IN13C-1856
Key Lessons in Building “Data Commons”: The Open Science Data Cloud Ecosystem

Monday, 14 December 2015
Poster Hall (Moscone South)
Maria Patterson, University of Chicago, Chicago, IL, United States
Abstract:
Cloud computing technology has created a shift around data and data analysis by allowing researchers to push computation to data as opposed to having to pull data to an individual researcher’s computer. Subsequently, cloud-based resources can provide unique opportunities to capture computing environments used both to access raw data in its original form and also to create analysis products which may be the source of data for tables and figures presented in research publications.

Since 2008, the Open Cloud Consortium (OCC) has operated the Open Science Data Cloud (OSDC), which provides scientific researchers with computational resources for storing, sharing, and analyzing large (terabyte and petabyte-scale) scientific datasets. OSDC has provided compute and storage services to over 750 researchers in a wide variety of data intensive disciplines. Recently, internal users have logged about 2 million core hours each month. The OSDC also serves the research community by colocating these resources with access to nearly a petabyte of public scientific datasets in a variety of fields also accessible for download externally by the public.
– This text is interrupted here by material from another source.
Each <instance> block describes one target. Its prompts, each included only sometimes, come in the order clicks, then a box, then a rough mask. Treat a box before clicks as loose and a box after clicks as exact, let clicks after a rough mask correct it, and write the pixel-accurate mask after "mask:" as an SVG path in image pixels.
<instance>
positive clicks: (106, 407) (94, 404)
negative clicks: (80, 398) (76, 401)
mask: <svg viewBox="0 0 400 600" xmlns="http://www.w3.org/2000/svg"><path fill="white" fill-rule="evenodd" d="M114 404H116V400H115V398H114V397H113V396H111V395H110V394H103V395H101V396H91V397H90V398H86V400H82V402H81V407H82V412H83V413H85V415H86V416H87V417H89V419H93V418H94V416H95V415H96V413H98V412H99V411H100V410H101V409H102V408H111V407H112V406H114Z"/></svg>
In our experience operating these resources, researchers are well served by “data commons,” meaning cyberinfrastructure that colocates data archives, computing, and storage infrastructure and supports essential tools and services for working with scientific data. In addition to the OSDC public data commons, the OCC operates a data commons in collaboration with NASA and is developing a data commons for NOAA datasets.


As cloud-based infrastructures for distributing and computing over data become more pervasive, we ask, “What does it mean to publish data in a data commons?” Here we present the OSDC perspective and discuss several services that are key in architecting data commons, including digital identifier services.